1 The autonomous institution is converted to a company limited by shares subject to a special statutory regime under the provisions of this Act. Its legal relationships are not changed thereby.
2 The Federal Council shall determine the date of the change in legal form. Prior to the change, it shall consult the competent committee of the Federal Parliament. The Federal Council shall adopt such decrees as are necessary for the change of legal form:
- a.
- it shall decide as to the opening balance of the company limited by shares;
- b.
- it shall select the board of directors, appoint its chairperson, and adopt the first articles of association;
- c.
- It shall appoint the auditors.
3 When deciding on the opening balance, it shall approve the institution's final accounts and management report; the institution's board of directors shall make a corresponding motion.
4 When deciding on the opening balance, it may convert the institution's endowment capital into the equity capital of the company limited by shares in order to attain a reasonable level of equity capital. The state accounts of the Swiss Confederation and the Swiss Post balance sheet shall be adjusted accordingly.
5 The Board of Directors of the institution shall prepare for the conversion to the new legal form, as well as the spin-off of PostFinance and the transfer of PostFinance's assets. As of the date of the change of legal form, the Board of Directors of the company limited by shares shall issue the organisational regulations and shall perform its other tasks in accordance with the Code of Obligations11 and the articles of association.

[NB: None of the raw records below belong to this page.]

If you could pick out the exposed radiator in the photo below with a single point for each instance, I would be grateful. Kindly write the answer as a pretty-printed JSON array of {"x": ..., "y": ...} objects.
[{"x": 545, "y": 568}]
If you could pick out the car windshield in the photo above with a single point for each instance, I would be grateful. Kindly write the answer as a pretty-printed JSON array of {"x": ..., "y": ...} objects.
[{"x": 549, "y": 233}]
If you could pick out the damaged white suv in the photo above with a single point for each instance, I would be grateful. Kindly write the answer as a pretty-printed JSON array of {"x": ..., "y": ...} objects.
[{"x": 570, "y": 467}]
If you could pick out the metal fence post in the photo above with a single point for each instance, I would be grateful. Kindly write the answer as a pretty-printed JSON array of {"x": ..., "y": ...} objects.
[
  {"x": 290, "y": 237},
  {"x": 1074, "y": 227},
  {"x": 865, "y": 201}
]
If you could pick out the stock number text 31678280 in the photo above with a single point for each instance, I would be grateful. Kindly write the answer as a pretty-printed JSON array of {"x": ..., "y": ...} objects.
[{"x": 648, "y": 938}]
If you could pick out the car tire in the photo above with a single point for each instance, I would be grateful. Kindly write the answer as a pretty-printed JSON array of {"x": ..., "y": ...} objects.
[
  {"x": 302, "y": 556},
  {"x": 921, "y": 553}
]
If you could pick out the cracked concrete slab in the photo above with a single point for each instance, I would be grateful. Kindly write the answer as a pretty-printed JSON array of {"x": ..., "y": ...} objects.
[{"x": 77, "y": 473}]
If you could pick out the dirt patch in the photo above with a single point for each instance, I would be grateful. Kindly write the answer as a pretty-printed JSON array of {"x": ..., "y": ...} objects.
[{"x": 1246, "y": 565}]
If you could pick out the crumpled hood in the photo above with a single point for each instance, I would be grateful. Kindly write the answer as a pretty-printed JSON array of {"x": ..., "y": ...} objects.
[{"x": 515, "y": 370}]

6 In its capacity as employer, the company limited by shares shall continue the existing employment relationships. The public law employment relationships of the personnel shall be converted into private law employment relationships at the time that the new collective employment contract takes effect, or no later than two years following the change of legal form.
7 Any entries in the land register, the commercial register and any other public registers in connection with the change of legal form shall be exempt of taxes and charges.
8 The provisions of the Mergers Act of 3 October 200312 apply to the change of the legal form of the institution into a company limited by shares.